The best that creators Drew Crevello and Lee Eisenberg come up with is the delusion-fuelled marriage between Adam (Leto) and Rebekah (Hathaway), an amoral striver and a coddled dilettante who bring out the best and worst in each other.

Of the two, Rebekah, a vegan yoga teacher haunted by the kind of existential aimlessness that only those with no bills to pay can afford, is the slightly more sympathetic character; not a one of her several therapists can disabuse her of what she knows deep down to be true: There’s absolutely nothing special about her.

WeCrashed never lets us – or failed actress Rebekah – forget she is a cousin of Gwyneth’s. But the show never leans fully into camp or cattiness, frustratingly stuck instead somewhere between dishy and humanising (not unlike Leto’s House of Gucci).

The New York-set miniseries spans roughly a decade, with the couple meeting-cute at a party Adam throws trying to gin up cash for he and his pushover business partner Miguel McKelvey’s (Kyle Marvin) first iteration of WeWork.
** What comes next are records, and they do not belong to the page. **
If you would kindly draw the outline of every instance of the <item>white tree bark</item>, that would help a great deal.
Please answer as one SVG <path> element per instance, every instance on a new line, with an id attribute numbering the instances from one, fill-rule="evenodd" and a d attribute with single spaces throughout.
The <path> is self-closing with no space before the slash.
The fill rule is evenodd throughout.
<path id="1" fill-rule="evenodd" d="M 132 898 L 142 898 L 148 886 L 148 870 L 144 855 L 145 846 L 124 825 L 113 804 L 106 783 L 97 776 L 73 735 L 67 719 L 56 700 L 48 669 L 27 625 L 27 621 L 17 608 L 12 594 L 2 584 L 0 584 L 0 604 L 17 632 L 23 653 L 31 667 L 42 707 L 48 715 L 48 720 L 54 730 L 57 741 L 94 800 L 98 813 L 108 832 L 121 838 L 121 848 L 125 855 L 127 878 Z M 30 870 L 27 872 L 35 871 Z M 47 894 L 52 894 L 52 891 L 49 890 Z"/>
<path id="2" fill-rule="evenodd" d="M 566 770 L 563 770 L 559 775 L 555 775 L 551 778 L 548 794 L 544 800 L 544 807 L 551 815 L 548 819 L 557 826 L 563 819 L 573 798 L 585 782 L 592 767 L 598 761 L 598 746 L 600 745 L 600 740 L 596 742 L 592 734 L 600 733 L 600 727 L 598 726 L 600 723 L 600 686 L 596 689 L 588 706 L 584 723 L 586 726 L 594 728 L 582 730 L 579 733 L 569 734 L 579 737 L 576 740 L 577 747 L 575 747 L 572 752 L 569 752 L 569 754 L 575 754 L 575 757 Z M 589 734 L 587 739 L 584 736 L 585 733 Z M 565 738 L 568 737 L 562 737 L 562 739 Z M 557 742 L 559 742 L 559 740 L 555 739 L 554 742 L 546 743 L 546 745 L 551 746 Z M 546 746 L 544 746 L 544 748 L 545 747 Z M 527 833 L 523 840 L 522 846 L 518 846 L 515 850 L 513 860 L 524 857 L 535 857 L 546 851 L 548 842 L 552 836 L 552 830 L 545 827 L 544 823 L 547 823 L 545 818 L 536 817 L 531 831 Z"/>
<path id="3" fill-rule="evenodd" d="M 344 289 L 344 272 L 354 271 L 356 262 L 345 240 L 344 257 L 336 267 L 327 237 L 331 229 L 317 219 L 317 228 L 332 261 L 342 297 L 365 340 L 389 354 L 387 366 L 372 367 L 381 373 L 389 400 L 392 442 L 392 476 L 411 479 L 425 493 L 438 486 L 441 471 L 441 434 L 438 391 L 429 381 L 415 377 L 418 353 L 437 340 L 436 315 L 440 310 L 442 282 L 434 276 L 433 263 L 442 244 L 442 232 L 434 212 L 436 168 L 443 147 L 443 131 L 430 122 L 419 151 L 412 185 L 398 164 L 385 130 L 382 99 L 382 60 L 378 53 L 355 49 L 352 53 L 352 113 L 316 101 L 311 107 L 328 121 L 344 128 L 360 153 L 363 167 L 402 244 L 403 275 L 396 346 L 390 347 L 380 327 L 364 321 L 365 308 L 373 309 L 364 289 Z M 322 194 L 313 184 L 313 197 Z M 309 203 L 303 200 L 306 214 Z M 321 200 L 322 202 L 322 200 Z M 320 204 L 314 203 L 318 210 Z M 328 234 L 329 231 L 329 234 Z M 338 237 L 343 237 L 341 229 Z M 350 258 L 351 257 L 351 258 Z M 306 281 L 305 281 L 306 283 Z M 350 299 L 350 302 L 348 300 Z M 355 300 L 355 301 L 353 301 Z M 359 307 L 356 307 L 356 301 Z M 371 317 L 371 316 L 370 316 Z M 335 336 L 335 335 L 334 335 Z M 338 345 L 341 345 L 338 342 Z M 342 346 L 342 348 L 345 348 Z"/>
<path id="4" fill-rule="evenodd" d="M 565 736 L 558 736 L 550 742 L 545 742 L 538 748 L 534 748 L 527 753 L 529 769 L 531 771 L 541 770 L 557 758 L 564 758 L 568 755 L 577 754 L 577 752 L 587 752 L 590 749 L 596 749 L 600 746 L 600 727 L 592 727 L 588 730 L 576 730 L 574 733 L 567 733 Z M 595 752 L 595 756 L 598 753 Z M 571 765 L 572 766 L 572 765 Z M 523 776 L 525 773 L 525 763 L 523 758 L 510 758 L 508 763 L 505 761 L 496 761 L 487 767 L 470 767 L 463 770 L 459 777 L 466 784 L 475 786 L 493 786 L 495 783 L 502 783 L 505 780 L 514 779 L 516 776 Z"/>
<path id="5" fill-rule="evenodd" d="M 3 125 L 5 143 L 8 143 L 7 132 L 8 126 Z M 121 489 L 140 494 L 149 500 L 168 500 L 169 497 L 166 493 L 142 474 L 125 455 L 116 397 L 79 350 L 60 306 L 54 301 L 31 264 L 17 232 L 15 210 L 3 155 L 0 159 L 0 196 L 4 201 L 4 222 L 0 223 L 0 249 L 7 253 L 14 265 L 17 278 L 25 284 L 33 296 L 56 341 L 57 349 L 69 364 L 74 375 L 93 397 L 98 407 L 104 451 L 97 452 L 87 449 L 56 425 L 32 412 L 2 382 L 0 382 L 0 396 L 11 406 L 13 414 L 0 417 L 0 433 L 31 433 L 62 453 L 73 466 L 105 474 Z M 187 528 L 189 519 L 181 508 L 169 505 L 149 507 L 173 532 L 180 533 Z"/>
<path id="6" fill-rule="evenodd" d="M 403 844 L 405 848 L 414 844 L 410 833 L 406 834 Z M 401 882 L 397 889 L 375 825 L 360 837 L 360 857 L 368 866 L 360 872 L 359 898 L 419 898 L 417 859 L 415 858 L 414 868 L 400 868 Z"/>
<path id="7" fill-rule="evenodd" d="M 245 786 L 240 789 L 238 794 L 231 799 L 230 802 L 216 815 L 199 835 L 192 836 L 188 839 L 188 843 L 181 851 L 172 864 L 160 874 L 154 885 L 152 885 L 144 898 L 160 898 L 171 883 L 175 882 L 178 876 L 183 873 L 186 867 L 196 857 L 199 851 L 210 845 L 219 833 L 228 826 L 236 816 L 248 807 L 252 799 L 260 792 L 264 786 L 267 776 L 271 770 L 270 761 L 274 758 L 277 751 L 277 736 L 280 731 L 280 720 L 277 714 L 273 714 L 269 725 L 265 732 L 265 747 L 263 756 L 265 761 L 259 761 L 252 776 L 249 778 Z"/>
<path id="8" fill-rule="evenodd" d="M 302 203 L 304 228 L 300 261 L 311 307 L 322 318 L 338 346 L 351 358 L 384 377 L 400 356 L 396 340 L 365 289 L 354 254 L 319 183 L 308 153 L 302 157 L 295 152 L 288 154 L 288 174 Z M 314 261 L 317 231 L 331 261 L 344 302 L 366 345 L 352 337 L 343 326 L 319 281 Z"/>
As previewed in the pilot, Adam will become in just a few years the company’s most toxic asset. It’s easy enough to see how they get there. “Fear is a choice,” Rebekah tells her husband, as his ousting looms closer.

By that point, they’ve spent years mutually supporting each other’s divorces from reality.

Leto is almost always a capable actor, but the Israeli cadences he sports in the role mostly calls to mind the global tour of accents he currently seems to be on.

With his signature azure eyes covered up by brown contacts, it’s notable how much less striking he appears than the actual Neumann, whose long-haired, boyish mien somehow complements his six-foot-five height.

(The Hulu doc focussed extensively on how much the entrepreneur’s youthful but authoritative bearing contributed to the messianic pull he had over his employees – a quality barely explored and rather difficult to see here.)

Hathaway gives a much more memorable performance as a woman made of equal parts woo-woo froth and Ayn Rand hardness; she’s Adam’s biggest fan, and also the closest thing he has to an effective disciplinarian. (When he’s about to lose their company, Rebekah gives him a few moments to process the news, then chides, “Are we done pouting?”)

A perpetually underrated actor despite her Oscar, Hathaway – perfectly mimicking the real-life Paltrow Neumann’s patronising noblesse-oblige contralto – brings coherence to a character who desperately wishes she had a core.

The series’ strengths also include lavish production values and a diverting escalation in Adam and Rebekah’s ambitions and self-regard, which culminate in her starting a private school called WeGrow that’ll “feed our children’s souls”.

But if you’re wondering whether you should just learn about the Neumanns’ outrageously expensive and extravagantly silly antics through the Hulu doc or one of the countless exposés about the couple, well, maybe you should.

WeCrashed is the umpteenth series to stretch out to four or eight or 12 hours what movies used to do in two. Episodically structured with plenty of eyebrow-raising details, the show’s dramatisations are eminently watchable, but ultimately weightless.

Much of that sense of inconsequentiality stems from the minimal stakes of WeWork’s decline.

Yes, some young employees were disillusioned that their party-obsessed boss didn’t live up to his rhetoric of changing the world, and some 20-somethings weren’t able to become the multimillionaires they thought they would once the company went public.

But at least in this retelling, whatever happens on Olympus stays on Olympus: Some mega-rich people become slightly less rich, and then the world moves on.

We can mock their foibles and understand their vulnerabilities, but in declining to conjecture what WeWork’s nosedive meant for the rest of us, it’s got even less of a purpose than a co-working space during a pandemic.